Using only 20 bytes of RAM makes features like FAT32 and support for .DSK files impossible, so the disk must have special formatting using IDEDOS structures (by Garry Lancaster). The harddisk can also contain FAT partitions, but they are not accessible from YaPaDOS.
The IDEDOS partition contains diskimages, that can have various size (e.g. 180kB, 800kB, 5MB). Up to 999 diskimages can be created and accessed.
Diskimages are selected by their numbers 1..999 (0 means floppy) by opening a file of special name. Only the number after dot matters. Names of diskimages can be listed from a virtual device called superdisk. Superdisk is read-only. After the superdisk is selected, the diskimage then can be selected without the ^ sign in file name.
Commands
The ^ sign placed as first in file name used in open file function tells the operating system to do something special:
LOAD"^" - selects superdisk
LOAD"^xxxxxxx.nnn" - selects diskimage number nnn
LOAD"^.0" - selects floppy
LOAD"^DESTROY.MBR" - clears MS-DOS partition table (also needs some POKEs for safety)
LOAD"^DBnnnnn.mmm" - creates IDEDOS partition of nnnnn cylinders and up to mmm diskimages (needs some POKEs to set CHS geometry)

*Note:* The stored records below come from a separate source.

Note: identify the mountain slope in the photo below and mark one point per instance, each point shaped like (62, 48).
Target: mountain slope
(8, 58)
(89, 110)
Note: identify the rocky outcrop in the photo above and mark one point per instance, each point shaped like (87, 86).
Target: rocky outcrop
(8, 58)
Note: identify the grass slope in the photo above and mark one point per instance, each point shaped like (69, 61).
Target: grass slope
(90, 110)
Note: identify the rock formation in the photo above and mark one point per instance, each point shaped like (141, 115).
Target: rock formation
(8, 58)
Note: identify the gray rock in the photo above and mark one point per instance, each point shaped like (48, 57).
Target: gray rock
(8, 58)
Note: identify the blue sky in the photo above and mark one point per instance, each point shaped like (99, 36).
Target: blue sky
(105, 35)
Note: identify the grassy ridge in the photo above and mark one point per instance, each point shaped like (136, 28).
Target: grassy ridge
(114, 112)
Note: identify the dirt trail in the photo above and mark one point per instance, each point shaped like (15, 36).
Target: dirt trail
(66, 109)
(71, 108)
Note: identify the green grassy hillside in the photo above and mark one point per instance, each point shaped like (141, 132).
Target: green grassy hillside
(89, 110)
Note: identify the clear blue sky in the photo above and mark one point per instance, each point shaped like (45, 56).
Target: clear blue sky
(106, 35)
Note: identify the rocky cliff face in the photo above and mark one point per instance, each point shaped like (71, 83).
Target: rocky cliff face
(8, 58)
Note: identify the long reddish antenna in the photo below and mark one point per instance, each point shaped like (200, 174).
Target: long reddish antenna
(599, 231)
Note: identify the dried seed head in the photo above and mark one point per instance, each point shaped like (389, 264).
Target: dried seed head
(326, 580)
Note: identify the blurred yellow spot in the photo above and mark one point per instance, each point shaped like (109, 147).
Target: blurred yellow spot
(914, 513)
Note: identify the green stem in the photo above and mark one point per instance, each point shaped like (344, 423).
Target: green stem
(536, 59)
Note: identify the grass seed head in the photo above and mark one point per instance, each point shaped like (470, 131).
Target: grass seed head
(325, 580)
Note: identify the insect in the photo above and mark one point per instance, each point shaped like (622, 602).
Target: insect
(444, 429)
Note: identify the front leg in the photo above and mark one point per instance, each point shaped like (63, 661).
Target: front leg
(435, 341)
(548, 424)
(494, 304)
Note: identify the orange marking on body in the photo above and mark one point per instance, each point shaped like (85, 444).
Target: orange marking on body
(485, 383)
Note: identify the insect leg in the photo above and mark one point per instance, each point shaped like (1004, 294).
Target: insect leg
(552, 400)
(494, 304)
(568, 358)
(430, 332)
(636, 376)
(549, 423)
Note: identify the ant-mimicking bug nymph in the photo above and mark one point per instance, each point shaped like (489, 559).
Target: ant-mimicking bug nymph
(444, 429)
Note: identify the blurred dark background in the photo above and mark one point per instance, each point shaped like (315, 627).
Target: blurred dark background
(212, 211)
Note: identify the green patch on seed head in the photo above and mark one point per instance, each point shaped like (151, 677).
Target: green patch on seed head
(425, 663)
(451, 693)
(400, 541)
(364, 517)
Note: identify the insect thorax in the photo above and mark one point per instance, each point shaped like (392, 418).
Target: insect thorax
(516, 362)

LOAD"^MAKENEW" - adds diskimage respectively to current XDPB
LOAD"^MAKENEW.nnn" - as above, but enlarage to nnn kilobytes for safety
The ^ sign allows to change diskimages in every old software that enables opening any file and not crashes, when the file is empty. No changes in such software are needed to select diskimage on harddisk or redirect the drive to floppy.